Output file specification

  • --out (required): path to the CSV file where you want to write the results
  • --out-encoding (optional, default utf-8): encoding in which to write the output CSV file
  • --copy-columns (optional): specify columns that should be copied verbatim from the input to the output file. For example, if each row includes a document ID as well as the text, then you may want to copy that ID column into the output in order to cross-reference which output row matches which input row, or you may just want to copy the text column itself to make the output file more self-contained
  • --results (required): one or more "result specifiers" defining how to map the response from GATE Cloud into columns in your output CSV. The format of these is discussed in more detail below. Any specifiers that contain spaces or characters with a special meaning to your shell must be quoted; we recommend you quote all specifiers to be safe.

Result specifiers

The --results option takes a series of one or more specifiers that define how to map the annotations from GATE Cloud into columns in the output CSV. They are a kind of "controlled language" designed to be unambiguous but still human-readable.

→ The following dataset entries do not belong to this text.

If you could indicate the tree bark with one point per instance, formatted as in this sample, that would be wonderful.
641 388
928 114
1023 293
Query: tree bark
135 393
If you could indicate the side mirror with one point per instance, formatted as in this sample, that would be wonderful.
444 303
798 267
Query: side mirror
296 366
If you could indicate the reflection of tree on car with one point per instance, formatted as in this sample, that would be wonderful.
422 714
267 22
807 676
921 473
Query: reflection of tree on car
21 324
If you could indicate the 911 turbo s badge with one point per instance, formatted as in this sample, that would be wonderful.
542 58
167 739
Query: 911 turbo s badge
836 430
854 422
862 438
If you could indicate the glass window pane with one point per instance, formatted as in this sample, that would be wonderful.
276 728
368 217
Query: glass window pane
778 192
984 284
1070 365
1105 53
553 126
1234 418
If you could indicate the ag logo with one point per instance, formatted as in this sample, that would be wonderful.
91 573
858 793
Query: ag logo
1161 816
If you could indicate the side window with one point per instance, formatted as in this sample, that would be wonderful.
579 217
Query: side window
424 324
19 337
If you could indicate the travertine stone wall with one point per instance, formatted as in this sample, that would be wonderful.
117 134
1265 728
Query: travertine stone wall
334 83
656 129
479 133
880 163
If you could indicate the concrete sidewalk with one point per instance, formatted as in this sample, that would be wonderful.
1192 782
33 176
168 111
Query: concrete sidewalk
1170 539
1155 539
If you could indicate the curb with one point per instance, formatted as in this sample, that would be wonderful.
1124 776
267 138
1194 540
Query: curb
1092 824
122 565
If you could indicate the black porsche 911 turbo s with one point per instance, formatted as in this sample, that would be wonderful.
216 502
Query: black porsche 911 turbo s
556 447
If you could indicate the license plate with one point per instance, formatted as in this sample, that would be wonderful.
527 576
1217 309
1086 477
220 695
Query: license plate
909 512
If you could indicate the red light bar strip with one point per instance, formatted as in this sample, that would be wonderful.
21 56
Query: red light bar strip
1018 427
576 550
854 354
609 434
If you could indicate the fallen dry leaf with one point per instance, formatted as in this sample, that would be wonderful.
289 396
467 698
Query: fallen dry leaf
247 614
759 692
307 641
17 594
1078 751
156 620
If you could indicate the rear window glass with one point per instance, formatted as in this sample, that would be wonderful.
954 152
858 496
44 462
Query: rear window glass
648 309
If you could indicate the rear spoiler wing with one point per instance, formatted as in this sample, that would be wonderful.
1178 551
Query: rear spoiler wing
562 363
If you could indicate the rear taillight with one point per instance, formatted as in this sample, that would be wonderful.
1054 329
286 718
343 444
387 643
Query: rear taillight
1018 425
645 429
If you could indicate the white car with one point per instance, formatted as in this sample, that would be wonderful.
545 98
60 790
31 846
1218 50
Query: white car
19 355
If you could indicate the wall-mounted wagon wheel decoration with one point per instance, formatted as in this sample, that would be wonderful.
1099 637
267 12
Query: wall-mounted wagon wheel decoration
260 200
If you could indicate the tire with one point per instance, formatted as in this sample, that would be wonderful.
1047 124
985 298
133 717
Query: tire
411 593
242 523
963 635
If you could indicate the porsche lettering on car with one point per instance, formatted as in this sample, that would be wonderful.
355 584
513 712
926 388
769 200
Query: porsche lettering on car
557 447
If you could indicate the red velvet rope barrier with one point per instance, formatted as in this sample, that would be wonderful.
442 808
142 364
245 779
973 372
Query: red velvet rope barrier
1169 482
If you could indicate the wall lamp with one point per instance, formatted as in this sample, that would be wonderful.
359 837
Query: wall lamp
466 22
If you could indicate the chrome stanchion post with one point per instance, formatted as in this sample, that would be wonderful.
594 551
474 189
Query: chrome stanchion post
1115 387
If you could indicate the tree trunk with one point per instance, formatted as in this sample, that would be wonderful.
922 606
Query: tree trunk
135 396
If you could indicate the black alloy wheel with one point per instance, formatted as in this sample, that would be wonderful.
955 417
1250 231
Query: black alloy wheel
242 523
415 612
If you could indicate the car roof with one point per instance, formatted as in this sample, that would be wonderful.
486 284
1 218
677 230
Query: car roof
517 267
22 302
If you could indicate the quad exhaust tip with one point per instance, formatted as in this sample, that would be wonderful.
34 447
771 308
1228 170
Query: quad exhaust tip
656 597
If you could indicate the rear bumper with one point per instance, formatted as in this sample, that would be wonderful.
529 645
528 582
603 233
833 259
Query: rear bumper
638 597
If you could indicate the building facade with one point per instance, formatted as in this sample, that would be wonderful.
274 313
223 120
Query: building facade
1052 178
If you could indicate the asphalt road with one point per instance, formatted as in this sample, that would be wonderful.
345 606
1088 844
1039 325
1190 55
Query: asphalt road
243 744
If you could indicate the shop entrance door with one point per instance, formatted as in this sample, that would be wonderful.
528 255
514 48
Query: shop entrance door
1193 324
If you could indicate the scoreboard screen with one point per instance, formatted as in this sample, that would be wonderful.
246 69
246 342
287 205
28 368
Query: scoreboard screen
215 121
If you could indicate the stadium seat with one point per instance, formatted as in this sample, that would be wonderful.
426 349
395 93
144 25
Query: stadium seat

Each specifier starts with the name of an annotation type, e.g. "Person" or "Hashtag", and there are two basic types of option:

  • "Content" options that extract text or features from each annotation of that type
  • "Summary" options that give a single piece of information about all annotations of that type in the text

The simplest configuration option is just the annotation type on its own, e.g. Person - this finds all the spans of text from the input that are annotated as this type, and returns them as a single string separated by semicolons. But this is a special case of a more general configuration of [AnnotationType] [pattern]. The pattern is made up of words separated by spaces or punctuation, and each word represents a feature name - the special feature name text represents the span of text covered by the annotation (so the simple case Person is just shorthand for Person text). The pattern is filled in for each annotation using the values of the relevant features, and the resulting strings are joined by semicolons to produce the final result. This is more easily explained by examples:

  • Person or Person text produces the text covered by each Person annotation, e.g. "John Brown" or "Mary"
  • Person text (gender) adds the "gender" feature in parentheses, e.g. "John Brown (male)", "Mary (female)"
  • Mention STY (an example from Bio-YODIE) extracts the "STY" feature of each Mention annotation, which in this case is the semantic type such as "Disease or Syndrome", "Phamacologic Substance", etc.
  • The modifier as % is available for features like confidence scores that are numbers between 0 and 1, to convert the number to a percentage between 0 and 100.
  • Any feature names that contain spaces or punctuation (other than - or _) should be surrounded with square brackets in the pattern, i.e. [some feature].

Sometimes you simply want to know whether or not a text contains any mentions of a given annotation type, or just the number of mentions rather than the data from each individual one. The following summary configurations are currently available:

  • AnnotationType present? - 1 if there are any mentions of this annotation type found in the text, 0 otherwise
  • AnnotationType #count - the number of mentions of an annotation type

Many of the standard GATE Cloud services have pre-defined standard specifiers that you can find by running

python service_details.py https://cloud-api.gate.ac.uk/process/...

with the appropriate API endpoint. If the particular service you want does not have pre-defined specifiers, this command will at least show you which annotation types are available; you will need to experiment with the "test this pipeline" tool on GATE Cloud to determine exactly what feature patterns are appropriate for such a service.